It's often in the least likely circumstances that we discover astonishing things about others, and possibly ourselves.
One day while teaching I saw Maryanne, a 14 year-old pupil, walk past my room. I asked her what she was doing out of her lesson.
"My teacher said I can do research on my own for a while."
"In other words, you've been thrown out of the classroom."
"Well," she said,"Technically, yes."
Before I could respond to this comment (of which any spin doctor would be proud), Maryanne demanded to know who I was teaching (12 year-olds), and what I was teaching them (spreadsheets).
She asked me to let her help me, and when I replied that I didn't see why I should let her disrupt my lesson as well as her teacher's, she begged me to give her a chance.
I relented, and told her to explain things to the younger pupils, but not do it for them.
I have to say, she was brilliant. She had a great way with the youngsters, and the high degree of impatience she always displayed to both adults and peers was nowhere to be seen. Her explanations were excellent too, and until then I hadn't realised the full extent of her grasp of conditional formulae and absolute cell references.

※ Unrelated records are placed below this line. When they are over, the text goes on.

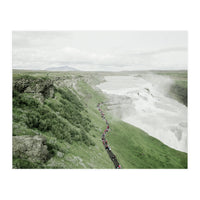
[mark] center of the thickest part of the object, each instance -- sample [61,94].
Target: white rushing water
[141,100]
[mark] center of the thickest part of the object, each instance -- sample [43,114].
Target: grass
[71,115]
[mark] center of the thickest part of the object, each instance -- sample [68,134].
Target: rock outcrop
[41,88]
[32,148]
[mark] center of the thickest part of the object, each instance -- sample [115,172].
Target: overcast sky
[100,50]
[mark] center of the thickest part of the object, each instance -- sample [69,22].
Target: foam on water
[141,101]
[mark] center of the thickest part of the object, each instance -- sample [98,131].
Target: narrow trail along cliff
[105,142]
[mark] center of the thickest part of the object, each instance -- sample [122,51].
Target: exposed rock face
[41,88]
[33,148]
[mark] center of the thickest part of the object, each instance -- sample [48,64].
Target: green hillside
[57,112]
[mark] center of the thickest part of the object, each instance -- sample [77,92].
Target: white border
[99,15]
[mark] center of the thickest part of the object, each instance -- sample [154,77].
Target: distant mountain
[64,68]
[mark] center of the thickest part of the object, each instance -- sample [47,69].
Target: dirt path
[105,142]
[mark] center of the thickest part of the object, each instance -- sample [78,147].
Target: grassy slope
[178,90]
[133,147]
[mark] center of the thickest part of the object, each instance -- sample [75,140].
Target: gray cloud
[100,50]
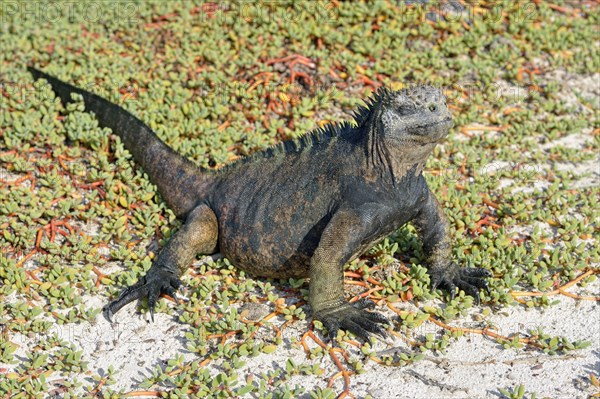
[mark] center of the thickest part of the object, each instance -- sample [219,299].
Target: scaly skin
[303,208]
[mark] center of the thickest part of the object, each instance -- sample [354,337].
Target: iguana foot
[470,280]
[156,282]
[352,318]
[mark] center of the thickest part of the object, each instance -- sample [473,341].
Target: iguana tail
[179,181]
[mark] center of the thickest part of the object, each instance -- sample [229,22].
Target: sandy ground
[473,366]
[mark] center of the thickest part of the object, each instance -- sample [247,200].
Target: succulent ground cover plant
[78,220]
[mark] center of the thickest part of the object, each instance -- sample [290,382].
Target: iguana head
[418,116]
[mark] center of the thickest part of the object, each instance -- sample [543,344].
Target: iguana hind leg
[198,235]
[433,228]
[343,235]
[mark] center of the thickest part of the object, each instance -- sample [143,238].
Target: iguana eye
[405,110]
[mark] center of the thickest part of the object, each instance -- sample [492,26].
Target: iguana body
[303,208]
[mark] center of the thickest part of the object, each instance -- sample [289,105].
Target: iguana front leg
[433,228]
[198,235]
[339,241]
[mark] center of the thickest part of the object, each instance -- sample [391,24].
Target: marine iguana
[302,208]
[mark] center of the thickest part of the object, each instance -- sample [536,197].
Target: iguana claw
[470,280]
[156,282]
[353,318]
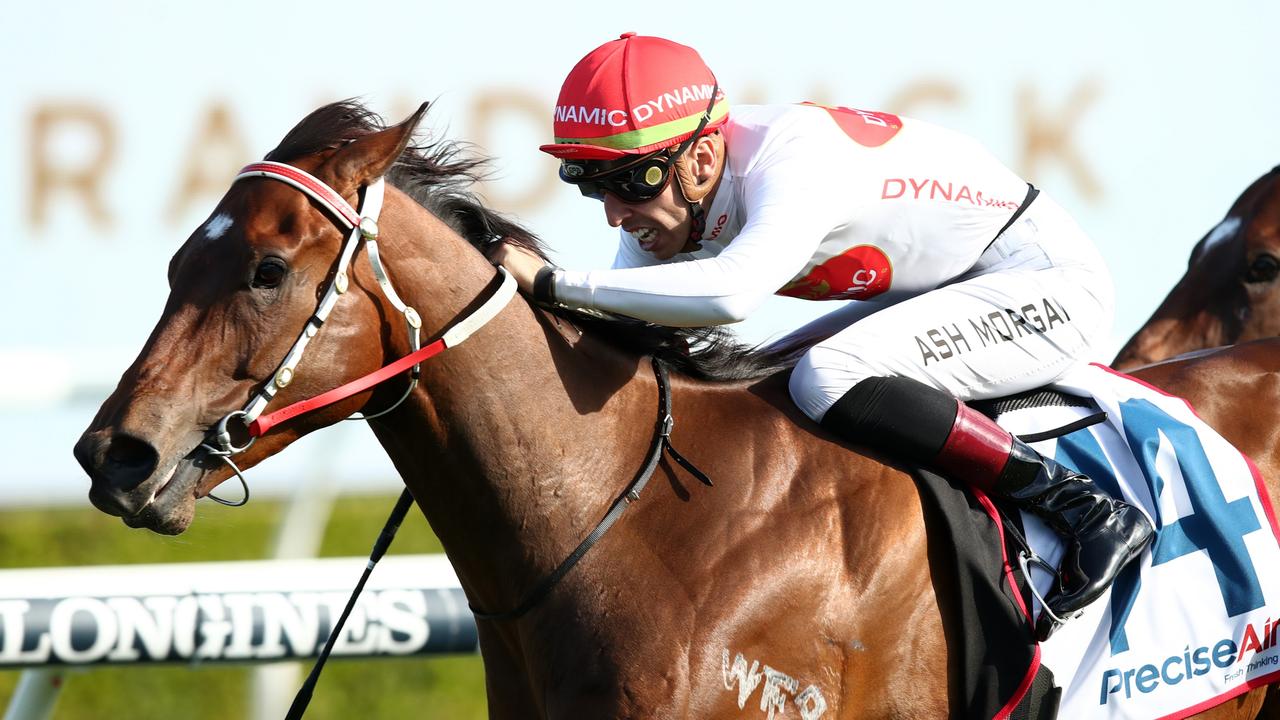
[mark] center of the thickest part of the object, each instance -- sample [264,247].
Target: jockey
[968,282]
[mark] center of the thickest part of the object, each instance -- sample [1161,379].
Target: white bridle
[362,226]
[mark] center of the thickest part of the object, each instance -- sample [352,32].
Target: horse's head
[1232,288]
[242,287]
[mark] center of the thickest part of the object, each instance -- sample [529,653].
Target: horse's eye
[270,272]
[1262,269]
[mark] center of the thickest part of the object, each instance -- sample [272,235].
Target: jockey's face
[659,226]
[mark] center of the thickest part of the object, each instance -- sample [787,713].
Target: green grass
[437,688]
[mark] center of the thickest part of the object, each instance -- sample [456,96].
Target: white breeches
[1038,301]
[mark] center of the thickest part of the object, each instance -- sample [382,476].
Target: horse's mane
[439,176]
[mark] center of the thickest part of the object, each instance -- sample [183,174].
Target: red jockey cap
[630,96]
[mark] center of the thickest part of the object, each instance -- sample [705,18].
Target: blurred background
[123,123]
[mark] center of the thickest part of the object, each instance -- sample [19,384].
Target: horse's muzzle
[117,464]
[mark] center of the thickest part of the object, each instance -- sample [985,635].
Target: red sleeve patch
[865,127]
[856,273]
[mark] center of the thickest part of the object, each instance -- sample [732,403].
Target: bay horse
[805,556]
[1230,291]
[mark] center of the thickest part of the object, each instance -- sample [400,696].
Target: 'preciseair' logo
[1194,662]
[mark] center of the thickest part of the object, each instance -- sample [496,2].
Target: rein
[661,442]
[364,228]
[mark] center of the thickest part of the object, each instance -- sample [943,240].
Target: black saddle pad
[995,661]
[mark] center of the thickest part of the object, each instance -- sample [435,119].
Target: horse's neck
[501,451]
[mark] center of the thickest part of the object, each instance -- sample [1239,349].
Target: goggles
[631,181]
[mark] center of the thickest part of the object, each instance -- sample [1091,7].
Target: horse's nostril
[128,461]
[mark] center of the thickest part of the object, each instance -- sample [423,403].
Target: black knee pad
[901,417]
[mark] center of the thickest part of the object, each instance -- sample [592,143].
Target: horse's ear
[370,156]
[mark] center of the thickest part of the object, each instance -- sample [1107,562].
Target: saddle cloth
[1194,621]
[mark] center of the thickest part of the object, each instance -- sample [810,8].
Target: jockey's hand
[522,264]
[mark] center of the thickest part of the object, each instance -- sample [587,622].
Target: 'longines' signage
[247,627]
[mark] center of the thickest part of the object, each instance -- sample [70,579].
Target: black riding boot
[1102,534]
[929,428]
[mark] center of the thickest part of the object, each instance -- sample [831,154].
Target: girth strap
[661,442]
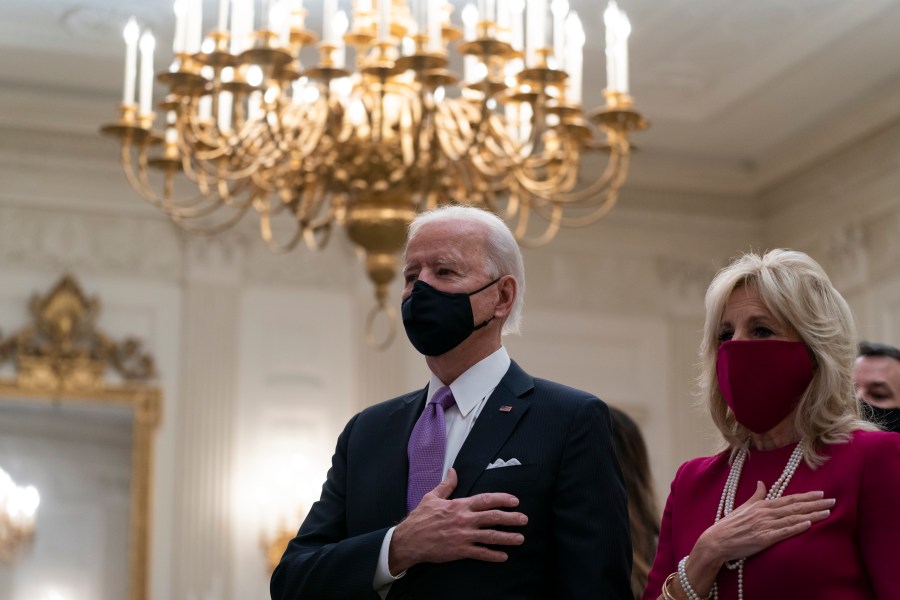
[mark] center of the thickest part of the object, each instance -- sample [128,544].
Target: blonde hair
[796,290]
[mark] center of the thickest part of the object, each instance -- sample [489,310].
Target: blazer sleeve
[321,561]
[590,511]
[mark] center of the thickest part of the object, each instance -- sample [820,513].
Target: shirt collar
[470,388]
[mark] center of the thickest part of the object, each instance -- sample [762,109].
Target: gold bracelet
[667,595]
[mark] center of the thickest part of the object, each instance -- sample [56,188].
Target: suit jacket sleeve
[321,561]
[590,512]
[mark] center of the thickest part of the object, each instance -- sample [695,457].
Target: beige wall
[262,357]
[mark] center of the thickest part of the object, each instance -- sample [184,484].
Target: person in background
[643,513]
[802,503]
[487,483]
[877,377]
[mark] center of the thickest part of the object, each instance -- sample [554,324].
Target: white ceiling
[740,94]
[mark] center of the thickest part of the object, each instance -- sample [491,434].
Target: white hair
[502,253]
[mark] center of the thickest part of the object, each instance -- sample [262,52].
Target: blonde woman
[804,501]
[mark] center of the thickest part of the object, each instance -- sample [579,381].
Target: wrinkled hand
[441,530]
[751,528]
[760,523]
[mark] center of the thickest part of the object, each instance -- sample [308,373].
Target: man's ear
[508,289]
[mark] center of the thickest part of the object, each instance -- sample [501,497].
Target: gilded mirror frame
[61,357]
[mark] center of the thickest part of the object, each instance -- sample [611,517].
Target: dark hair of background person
[642,508]
[876,349]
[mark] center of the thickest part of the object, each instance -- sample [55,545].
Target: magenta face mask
[762,380]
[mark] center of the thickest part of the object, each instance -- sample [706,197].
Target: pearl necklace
[726,504]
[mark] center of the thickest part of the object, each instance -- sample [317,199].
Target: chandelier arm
[612,177]
[314,240]
[448,122]
[611,197]
[140,183]
[128,164]
[183,222]
[521,230]
[265,228]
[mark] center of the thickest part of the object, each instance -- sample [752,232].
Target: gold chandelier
[246,125]
[18,506]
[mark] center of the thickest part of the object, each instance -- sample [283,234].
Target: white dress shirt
[470,391]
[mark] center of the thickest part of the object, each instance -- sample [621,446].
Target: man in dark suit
[523,497]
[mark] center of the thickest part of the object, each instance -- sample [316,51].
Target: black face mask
[886,418]
[437,322]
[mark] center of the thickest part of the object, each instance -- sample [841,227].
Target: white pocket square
[513,462]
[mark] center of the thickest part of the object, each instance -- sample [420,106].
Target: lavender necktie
[426,448]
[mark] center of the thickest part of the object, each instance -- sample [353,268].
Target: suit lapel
[498,419]
[395,465]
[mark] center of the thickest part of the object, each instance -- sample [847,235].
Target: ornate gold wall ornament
[62,357]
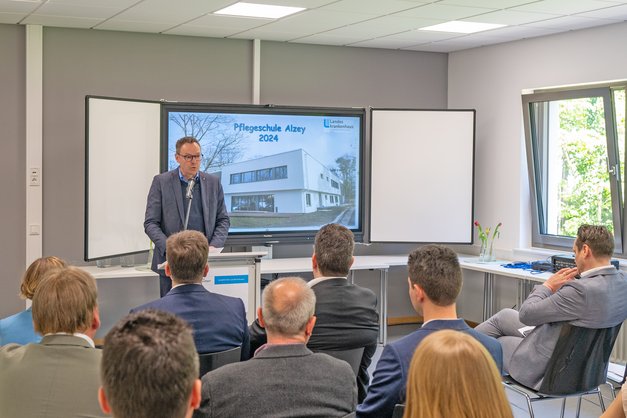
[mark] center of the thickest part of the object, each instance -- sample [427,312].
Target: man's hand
[556,281]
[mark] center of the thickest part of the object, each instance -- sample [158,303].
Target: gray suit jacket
[596,301]
[165,211]
[58,377]
[280,381]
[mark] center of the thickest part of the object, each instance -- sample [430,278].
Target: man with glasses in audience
[167,203]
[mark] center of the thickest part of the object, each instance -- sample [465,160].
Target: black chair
[399,410]
[352,357]
[211,361]
[577,367]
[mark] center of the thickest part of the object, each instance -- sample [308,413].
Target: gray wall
[13,167]
[145,66]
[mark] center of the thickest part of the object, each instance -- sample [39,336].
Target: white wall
[490,79]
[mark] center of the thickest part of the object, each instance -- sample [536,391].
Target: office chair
[352,357]
[577,367]
[211,361]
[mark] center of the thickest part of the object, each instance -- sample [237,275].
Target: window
[274,173]
[576,154]
[252,203]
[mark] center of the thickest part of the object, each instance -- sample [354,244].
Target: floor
[546,409]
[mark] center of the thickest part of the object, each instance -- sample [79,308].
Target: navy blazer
[218,321]
[165,211]
[390,377]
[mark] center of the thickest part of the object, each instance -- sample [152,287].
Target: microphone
[190,187]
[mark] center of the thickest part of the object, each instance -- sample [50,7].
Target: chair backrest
[580,360]
[352,357]
[211,361]
[399,410]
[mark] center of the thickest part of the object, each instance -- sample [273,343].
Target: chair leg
[601,401]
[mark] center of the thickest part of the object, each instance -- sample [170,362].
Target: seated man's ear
[102,400]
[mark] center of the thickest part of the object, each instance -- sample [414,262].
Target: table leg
[383,316]
[488,295]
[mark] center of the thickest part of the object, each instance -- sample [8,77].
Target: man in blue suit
[435,280]
[218,321]
[166,207]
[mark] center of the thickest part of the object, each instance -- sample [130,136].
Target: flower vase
[485,253]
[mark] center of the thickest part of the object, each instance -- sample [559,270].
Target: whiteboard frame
[420,222]
[117,177]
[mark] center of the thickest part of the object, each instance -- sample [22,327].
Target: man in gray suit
[595,300]
[284,379]
[58,377]
[166,206]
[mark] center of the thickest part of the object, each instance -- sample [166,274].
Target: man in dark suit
[218,321]
[435,280]
[59,376]
[595,300]
[166,206]
[284,378]
[346,314]
[133,386]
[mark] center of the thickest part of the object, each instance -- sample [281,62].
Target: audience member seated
[596,300]
[346,314]
[452,375]
[435,280]
[284,378]
[149,367]
[219,322]
[18,328]
[618,407]
[59,376]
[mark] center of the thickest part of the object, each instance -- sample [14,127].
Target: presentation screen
[422,176]
[285,171]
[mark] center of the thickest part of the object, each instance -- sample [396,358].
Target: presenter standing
[168,207]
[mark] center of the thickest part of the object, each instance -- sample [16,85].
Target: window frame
[536,166]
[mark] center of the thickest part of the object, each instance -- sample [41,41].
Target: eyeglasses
[190,158]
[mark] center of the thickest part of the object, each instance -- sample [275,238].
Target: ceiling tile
[372,6]
[316,21]
[11,18]
[615,13]
[562,7]
[60,21]
[511,17]
[491,4]
[568,23]
[443,12]
[134,26]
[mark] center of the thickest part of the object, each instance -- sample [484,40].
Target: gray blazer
[58,377]
[280,381]
[596,301]
[165,211]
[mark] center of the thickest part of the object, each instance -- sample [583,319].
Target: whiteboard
[122,156]
[422,175]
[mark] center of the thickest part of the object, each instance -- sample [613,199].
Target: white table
[380,263]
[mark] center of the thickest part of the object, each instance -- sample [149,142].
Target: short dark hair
[149,365]
[334,246]
[598,238]
[187,253]
[436,270]
[65,301]
[185,140]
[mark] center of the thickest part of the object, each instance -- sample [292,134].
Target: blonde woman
[452,375]
[18,328]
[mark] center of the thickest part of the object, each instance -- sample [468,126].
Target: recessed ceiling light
[459,26]
[267,11]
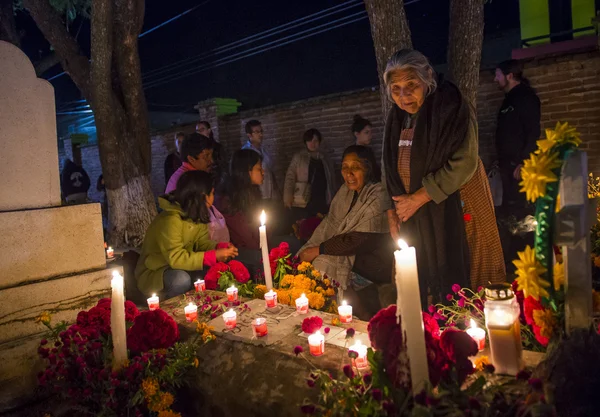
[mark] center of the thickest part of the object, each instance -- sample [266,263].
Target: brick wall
[568,87]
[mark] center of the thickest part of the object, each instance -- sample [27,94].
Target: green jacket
[170,242]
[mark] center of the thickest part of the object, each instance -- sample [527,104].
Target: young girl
[177,245]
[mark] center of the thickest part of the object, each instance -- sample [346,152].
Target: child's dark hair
[192,189]
[194,144]
[251,125]
[310,134]
[366,155]
[359,123]
[242,194]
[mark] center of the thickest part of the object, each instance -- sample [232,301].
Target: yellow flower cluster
[529,272]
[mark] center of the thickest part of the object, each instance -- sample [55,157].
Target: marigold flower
[528,275]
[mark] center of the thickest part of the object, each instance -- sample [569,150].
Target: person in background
[310,180]
[353,243]
[254,132]
[362,129]
[220,160]
[74,183]
[196,150]
[173,160]
[177,247]
[517,132]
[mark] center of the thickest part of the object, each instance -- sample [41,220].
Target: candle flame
[263,218]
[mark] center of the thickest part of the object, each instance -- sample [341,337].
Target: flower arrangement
[78,362]
[223,275]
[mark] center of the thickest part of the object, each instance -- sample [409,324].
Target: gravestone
[52,257]
[573,223]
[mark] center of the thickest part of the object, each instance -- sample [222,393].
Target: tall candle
[117,321]
[264,246]
[408,306]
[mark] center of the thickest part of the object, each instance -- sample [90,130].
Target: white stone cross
[572,232]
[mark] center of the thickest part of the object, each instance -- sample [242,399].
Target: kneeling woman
[353,237]
[177,246]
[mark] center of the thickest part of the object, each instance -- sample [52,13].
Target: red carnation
[311,324]
[239,271]
[152,330]
[211,278]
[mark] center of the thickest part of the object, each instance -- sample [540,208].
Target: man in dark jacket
[517,132]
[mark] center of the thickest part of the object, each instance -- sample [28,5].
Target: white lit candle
[232,293]
[191,312]
[264,246]
[200,285]
[230,319]
[117,321]
[345,312]
[316,344]
[271,299]
[361,361]
[408,306]
[302,304]
[478,335]
[153,302]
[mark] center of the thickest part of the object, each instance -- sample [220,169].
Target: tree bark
[8,27]
[464,46]
[390,32]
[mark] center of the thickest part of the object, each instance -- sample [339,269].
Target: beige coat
[298,172]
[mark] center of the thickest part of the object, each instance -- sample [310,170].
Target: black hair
[366,155]
[359,123]
[192,189]
[310,134]
[251,124]
[243,195]
[514,67]
[194,144]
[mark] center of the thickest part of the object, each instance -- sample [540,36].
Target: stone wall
[568,86]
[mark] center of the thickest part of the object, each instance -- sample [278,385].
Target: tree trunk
[464,46]
[112,85]
[8,27]
[390,32]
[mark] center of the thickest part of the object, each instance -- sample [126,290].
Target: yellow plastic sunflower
[529,272]
[562,133]
[537,173]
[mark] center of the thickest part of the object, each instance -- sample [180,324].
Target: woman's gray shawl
[367,215]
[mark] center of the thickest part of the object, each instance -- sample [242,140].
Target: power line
[258,36]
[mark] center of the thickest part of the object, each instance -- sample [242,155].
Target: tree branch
[74,62]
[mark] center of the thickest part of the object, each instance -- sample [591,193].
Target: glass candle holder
[259,327]
[153,303]
[504,330]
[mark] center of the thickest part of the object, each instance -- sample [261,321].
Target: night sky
[340,59]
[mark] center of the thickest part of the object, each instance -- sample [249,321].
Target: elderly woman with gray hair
[441,201]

I've experimented with having pupils in the role of teachers several times, always with great sucess. What made this particular occasion special was that it exemplified something I think we all know: that if you give someone responsibility and have high expectations of them, more often than not they will step up to the plate and not let you down.
Maryanne was always getting into trouble because of her "attitude." But given the chance, she excelled. I wonder if, perhaps, she didn't surprise herself as well.